Fantastyka oparta na motywach dalekowschodnich cieszy oko oryginalnym stylem autorki. Kossakowska pisze bowiem bajecznie, jej kwiecisty styl mocno wpływa na wyobraźnię i to on odpowiada za wszelkie uczucia towarzyszące nam podczas czytania. Łatwo można rozeznać się w akcji, zrozumieć co jest motywem przewodnim a co jedynie wątkiem pobocznym i przede wszystkim łatwo wejść w skórę głównego bohatera, który gwarantuje nam atrakcyjne przygody.

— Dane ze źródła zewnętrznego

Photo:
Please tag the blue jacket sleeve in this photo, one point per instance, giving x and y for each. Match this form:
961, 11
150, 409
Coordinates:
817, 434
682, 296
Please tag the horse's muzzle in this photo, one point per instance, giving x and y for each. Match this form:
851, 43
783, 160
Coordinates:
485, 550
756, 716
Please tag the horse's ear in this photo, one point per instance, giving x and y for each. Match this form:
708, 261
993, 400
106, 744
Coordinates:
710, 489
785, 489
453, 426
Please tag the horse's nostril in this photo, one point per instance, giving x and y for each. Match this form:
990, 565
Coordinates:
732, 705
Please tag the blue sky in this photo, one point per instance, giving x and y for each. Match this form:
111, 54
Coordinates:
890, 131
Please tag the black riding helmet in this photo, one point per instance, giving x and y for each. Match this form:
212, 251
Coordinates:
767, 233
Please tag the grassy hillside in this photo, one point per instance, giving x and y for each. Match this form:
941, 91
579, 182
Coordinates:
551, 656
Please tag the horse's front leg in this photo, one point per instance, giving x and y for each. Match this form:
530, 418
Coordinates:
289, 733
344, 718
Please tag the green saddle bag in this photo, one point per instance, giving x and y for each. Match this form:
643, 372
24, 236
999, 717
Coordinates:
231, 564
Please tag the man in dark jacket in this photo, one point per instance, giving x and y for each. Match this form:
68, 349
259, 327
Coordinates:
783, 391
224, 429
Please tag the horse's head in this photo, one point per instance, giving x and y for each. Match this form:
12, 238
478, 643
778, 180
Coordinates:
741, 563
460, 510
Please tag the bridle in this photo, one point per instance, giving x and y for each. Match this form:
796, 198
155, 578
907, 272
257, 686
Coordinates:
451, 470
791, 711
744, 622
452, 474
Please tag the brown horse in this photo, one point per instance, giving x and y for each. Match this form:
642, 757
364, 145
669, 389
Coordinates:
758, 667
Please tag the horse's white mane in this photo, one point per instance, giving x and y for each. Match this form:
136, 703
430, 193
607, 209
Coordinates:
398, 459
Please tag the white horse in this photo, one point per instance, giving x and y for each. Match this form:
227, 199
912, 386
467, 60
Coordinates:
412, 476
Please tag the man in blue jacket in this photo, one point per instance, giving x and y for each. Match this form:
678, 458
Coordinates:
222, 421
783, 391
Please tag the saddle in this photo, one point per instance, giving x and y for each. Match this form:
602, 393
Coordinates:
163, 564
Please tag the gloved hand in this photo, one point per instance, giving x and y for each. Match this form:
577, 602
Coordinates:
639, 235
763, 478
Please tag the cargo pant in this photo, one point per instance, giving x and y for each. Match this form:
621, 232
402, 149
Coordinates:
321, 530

Takeshi był wojownikiem, siłą, która nie bała się stawiać czoła światu. Należał do Zakonu Czarnej Wody i czerpał z tego dumę. Jednak to wszystko wydarzyło się w przeszłości. Dziś jest wędrowcem o artystycznej duszy, który robi wszystko, by pozostać w cieniu. Nie chce, by przeszłość się o niego upomniała, bo wtedy straci wszystko. Jednak co by to było za życie, gdyby nie było w nim sporej dawki chaosu oraz nieprzewidywalności?
Dużo bohaterów, intensywnej akcji oraz nieoczekiwanych zwrotów akcji przekłada się na dynamiczną fabułę, która w pełni angażuje. Autorce nie brakowało pomysłów, które krok po kroku realizowała na przestrzeni całej książki wypełniając ją masą atrakcji oraz potrzebnych emocji. Pojawili się więc bohaterowie, którzy namieszali w wydarzeniach, wprowadzili chaos oraz poczucie niebezpieczeństwa a także postacie, które potrafiły rozładować napięcie i przywołać na twarzy radosny uśmiech.
"Takeshi. Cień Śmierci" to ciekawe wprowadzenie do serii, która jeszcze nie jedno będzie miała do powiedzenia. Chociaż pierwszy tom napisany został już jakiś czas temu to wciąż wydaje się ciekawy, zaskakuje złożonością bohaterów, klimatem oraz odwołaniem do kultury a także mnóstwem intryg, pięknym językiem i kwintesencją twórczości Mai Lidii Kossakowskiej, którą koniecznie musicie poznać na własnej skórze.